Over the past three months, prices for electricity, gas, emissions certificates and coal have initially risen sharply, but reached their annual peak so far in May. The outlook for all commodities is neutral to bearish.
June 2024
Looking back over the past three months, a steady rise in the electricity price for the base front year 2025 has been observed since the end of February 2024: While the price level was still at EUR 67.60/MWh at the end of February, it traded at EUR 102.9/MWh in May 2024, reaching its temporary peak. This corresponds to an increase of 80% in the three months. If we look at the prices of commodities that influence the electricity price, such as gas, EUA and coal, the explanation is easy: for all of these products, just like the electricity market, the annual low was at the end of February and the peak was reached at the end of May. The market is currently correcting and the annual product has lost another 10 EUR/MWh within a week. The outlook is neutral to slightly bearish.
Gas prices react more sensitively
The annual low for THE-Gas annual product 2025 was around EUR 30/MWh. This means that the gas market has also clearly moved away from the high level of EUR 120/MWh seen in late summer 2022, but cannot match the low prices seen before the start of the war in Ukraine, when the annual product was around EUR 20/MWh. The gas market is more susceptible to short-term influences due to the significant changes in gas supply structures, in particular the loss of pipeline gas from Russia and the replacement of these volumes with LNG. In particular, the latest reports on the possible termination of gas supplies to Austria from Russia, combined with the impending ban on Russian LNG, have supported prices in recent weeks. However, even with the shortfalls and restrictions in gas supplies from Norway at the beginning of June, the bulls were unable to maintain the upper hand on the gas market. Due to the seasonally low demand, high storage levels and a currently highly diversified gas supply, the market is proving robust in the face of new extreme price peaks. Overall, the bullish trend since the end of February appears to have come to an end. The outlook is neutral.
Neutral outlook for emission allowances
Like electricity and gas prices, European Union Allowances (EUAs) corrected downwards at the beginning of June. According to industry reports, the amount of short positions has decreased significantly, indicating the expectation that prices will not fall any further. The EU Commission's decision to remove only 266.8 million certificates from the market and transfer them to the market stability reserve may have weighed heavily. The market had expected a larger quantity and turned negative after the decision.
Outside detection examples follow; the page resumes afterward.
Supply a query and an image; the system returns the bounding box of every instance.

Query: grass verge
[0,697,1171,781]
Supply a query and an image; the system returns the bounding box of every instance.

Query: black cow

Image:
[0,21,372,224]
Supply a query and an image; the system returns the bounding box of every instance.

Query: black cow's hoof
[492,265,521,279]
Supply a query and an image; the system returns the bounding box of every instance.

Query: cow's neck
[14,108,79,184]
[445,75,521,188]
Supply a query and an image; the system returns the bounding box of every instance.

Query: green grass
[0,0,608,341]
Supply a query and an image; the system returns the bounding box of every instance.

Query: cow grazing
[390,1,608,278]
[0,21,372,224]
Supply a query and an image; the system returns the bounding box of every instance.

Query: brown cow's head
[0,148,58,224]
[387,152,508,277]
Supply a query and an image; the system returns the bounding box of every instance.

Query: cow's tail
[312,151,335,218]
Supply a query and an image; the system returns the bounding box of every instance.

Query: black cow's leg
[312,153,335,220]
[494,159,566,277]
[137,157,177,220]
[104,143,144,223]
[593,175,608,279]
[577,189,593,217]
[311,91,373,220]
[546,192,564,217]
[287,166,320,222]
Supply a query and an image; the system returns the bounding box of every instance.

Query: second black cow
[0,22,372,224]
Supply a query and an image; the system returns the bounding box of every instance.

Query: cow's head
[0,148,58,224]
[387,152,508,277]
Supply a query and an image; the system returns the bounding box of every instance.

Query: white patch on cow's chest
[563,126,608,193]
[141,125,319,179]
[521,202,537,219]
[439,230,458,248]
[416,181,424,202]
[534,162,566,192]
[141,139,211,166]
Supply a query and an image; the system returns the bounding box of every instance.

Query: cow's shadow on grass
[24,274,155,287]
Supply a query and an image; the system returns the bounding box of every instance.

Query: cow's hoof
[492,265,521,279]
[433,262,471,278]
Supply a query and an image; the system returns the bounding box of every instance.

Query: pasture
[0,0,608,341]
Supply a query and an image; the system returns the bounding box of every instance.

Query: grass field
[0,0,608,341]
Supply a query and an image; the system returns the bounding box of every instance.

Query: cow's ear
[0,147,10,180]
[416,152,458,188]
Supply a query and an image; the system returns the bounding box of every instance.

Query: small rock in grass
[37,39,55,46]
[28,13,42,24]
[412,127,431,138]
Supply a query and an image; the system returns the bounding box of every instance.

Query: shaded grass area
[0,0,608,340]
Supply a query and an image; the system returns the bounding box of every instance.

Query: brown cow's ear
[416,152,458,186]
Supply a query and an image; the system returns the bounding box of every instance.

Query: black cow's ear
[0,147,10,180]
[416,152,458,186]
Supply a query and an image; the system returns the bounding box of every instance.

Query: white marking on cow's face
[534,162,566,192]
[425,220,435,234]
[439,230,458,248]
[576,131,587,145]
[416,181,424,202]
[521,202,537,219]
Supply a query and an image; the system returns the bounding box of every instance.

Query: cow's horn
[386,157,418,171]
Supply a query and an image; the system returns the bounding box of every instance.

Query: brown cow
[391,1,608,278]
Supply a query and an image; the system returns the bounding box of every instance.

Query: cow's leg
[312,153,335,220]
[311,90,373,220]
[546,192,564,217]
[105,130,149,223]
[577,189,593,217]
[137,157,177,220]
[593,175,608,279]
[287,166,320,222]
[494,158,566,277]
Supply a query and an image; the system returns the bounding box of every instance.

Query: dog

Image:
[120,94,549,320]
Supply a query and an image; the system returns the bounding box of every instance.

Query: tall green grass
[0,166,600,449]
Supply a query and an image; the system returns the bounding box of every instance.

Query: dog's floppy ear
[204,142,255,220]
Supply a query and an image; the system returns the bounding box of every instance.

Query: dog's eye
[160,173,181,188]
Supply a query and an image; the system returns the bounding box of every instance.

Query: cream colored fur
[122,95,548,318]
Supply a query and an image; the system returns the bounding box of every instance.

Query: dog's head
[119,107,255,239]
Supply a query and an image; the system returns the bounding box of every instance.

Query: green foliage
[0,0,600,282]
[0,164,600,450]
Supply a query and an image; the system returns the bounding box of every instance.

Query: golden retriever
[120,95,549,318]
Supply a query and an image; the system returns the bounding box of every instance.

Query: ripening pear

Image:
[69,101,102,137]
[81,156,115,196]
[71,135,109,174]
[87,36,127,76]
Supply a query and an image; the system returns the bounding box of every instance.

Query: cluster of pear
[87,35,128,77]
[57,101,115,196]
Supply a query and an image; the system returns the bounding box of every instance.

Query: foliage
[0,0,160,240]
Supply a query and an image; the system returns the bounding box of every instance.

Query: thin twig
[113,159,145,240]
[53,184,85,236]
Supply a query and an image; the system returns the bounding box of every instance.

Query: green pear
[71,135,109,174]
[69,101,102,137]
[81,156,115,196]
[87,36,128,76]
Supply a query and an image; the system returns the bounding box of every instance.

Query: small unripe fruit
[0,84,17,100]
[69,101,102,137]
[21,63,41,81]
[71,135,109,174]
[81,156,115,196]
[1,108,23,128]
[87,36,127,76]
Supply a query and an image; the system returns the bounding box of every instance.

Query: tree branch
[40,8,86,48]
There is room for a correction, as the low for the year was EUR 51.13 per tonne, 30 percent below the current level of EUR 72 per tonne. The high for the year was 78.02 EUR/t in May. The outlook is neutral to slightly bearish.
Coal correlates with other commodities
The price of the coal product API2 2025 correlated with electricity, gas and EUA prices and also rose initially. While the product was still trading below EUR 90/t at the end of February, by the beginning of June it had already risen to EUR 130/t, a whopping increase of 44%. There are doubts that the strength is coming from the coal market itself and this rally is also difficult to explain from a fundamental perspective. Sufficient stockpiles and a decline in European coal-fired power generation tend to point to moderate prices. There have recently been interruptions in coal production in South Africa and speculation that Poland could significantly increase its coal-fired power generation in order to export electricity to Ukraine. Nevertheless, the reason for the price increase is more likely to be that the price of coal has followed the other commodities.